My favorite thing about the boat is how big it fishes. It's a 21' boat, but it looks 22-23' and fishes like it too. From the console forward is where this boat excels.

Go with the E-Tec... She has great low end grunt, 2-stroke RPMs, and absolutely sips gas. 

Go with Ronnie or Fred from Redwing... they will treat you right without a doubt. 

I looked at all the like boats in this category, and looked hard at them mind you, but I went with the 2104.


----------



## C.Hern5972 (Jul 17, 2009)

I sold a BW 2200 Pure Bay with a Zuke150 on it. Personally i would put a 200-250 on it. Trust me you will want it after seeing the real world numbers. Loved my boat. Thing had tons of storage, everything stowed away and out of the way neatly. Rod lockers, jackets, drift sock, everything you need can be put away. I miss mine, just wished it would have had more power on the back. It would top out at 50/51 wot. Super smooth ride, dry, and fished shallow or deep.. Great fuel economy but lacking the power. I say get the BW


----------



## JustSlabs (Jun 19, 2005)

I haven't fished out of a Blue Wave or a Frontier, but a buddy of mine has a 2200 Nautic Star with a 150 Yamaha and it is very nice. Lots of storage and plenty of room. As for everyone saying a 150 isn't enough power, topping out in the low 50's is plenty fast for me!


----------



## ATX 4x4 (Jun 25, 2011)

Had a frontier with a 200 hpdi and 57mph _still_ wasn't fast enough for me.


----------



## alphaman (Jun 3, 2011)

I have a 2104 frontier with suzuki 175. Loaded down 50 gallon 3 adult 55mph. Sips gas 60 miles on 10-12 gallons gas. Cruises 35rpm -3500 rpm 40 mph 4000rpm. I have no complaints. Awesome boat. 8'3 beam. Smooth
ride

The reason I went with the 175 instead of the 200 was, it was lighter than and the performance was very close!

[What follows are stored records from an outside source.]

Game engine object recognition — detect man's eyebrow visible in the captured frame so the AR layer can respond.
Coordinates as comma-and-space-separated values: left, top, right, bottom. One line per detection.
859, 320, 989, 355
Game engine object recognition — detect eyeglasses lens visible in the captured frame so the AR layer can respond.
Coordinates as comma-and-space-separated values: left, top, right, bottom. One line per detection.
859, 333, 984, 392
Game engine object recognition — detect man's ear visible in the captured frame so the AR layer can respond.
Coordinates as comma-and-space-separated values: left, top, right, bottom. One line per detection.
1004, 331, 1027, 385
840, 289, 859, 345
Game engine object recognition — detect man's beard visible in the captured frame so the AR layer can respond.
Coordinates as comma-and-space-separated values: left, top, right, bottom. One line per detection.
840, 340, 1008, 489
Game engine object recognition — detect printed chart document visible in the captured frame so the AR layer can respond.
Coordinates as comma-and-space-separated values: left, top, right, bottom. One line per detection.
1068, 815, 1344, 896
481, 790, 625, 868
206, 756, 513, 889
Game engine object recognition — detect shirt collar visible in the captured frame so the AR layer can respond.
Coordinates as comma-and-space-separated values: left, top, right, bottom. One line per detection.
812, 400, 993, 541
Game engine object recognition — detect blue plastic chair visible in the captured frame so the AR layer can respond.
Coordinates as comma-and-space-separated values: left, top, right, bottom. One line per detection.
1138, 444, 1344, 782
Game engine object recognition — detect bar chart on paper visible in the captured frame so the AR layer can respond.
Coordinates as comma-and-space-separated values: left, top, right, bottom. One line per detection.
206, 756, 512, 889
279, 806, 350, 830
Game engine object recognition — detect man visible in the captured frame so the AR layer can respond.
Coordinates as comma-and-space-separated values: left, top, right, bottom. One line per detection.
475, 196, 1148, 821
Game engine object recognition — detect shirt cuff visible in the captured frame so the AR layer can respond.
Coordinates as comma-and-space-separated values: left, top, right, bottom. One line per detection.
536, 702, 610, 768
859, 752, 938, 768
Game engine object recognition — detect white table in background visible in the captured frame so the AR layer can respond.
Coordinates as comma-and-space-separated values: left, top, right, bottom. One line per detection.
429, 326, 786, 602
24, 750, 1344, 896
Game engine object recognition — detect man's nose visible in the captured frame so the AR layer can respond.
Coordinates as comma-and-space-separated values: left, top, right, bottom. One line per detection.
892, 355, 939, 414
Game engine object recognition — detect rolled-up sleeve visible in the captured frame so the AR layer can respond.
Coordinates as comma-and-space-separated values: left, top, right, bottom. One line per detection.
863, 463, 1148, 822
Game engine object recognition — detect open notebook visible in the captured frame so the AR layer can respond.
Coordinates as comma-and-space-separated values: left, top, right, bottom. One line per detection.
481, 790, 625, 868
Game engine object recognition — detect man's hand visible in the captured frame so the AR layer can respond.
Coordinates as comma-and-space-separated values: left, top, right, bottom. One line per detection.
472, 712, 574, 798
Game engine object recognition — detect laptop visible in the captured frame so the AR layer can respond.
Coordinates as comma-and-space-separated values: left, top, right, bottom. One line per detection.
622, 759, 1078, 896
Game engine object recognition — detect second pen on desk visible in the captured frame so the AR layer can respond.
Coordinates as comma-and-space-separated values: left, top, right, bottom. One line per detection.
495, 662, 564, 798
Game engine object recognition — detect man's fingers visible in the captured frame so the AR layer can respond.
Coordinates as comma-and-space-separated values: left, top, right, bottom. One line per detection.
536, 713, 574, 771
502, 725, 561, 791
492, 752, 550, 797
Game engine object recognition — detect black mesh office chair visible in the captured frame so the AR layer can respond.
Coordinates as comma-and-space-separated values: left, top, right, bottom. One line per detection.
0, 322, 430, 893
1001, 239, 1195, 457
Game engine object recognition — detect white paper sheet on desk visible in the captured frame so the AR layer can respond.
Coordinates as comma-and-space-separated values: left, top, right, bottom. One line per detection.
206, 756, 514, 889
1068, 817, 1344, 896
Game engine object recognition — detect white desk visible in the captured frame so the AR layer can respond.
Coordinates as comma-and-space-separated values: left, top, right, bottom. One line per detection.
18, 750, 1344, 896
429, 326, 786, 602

Sent from my SAMSUNG-SGH-I317 using Tapatalk


----------



## bvpurvis (Feb 24, 2014)

ended up buying a used 2012 frontier 2104....and love it


----------



## ReelWork (May 21, 2004)

Very nice, congrats!


----------



## muney pit (Mar 24, 2014)

I liked how the frontier has the nav lights made into it. Not haveing to put the pile in and out would be nice. I was concerned about the rod boxs ooening from the oppiste way on normal. Give us a report on how that works out. If you like it or wish it was normal.


----------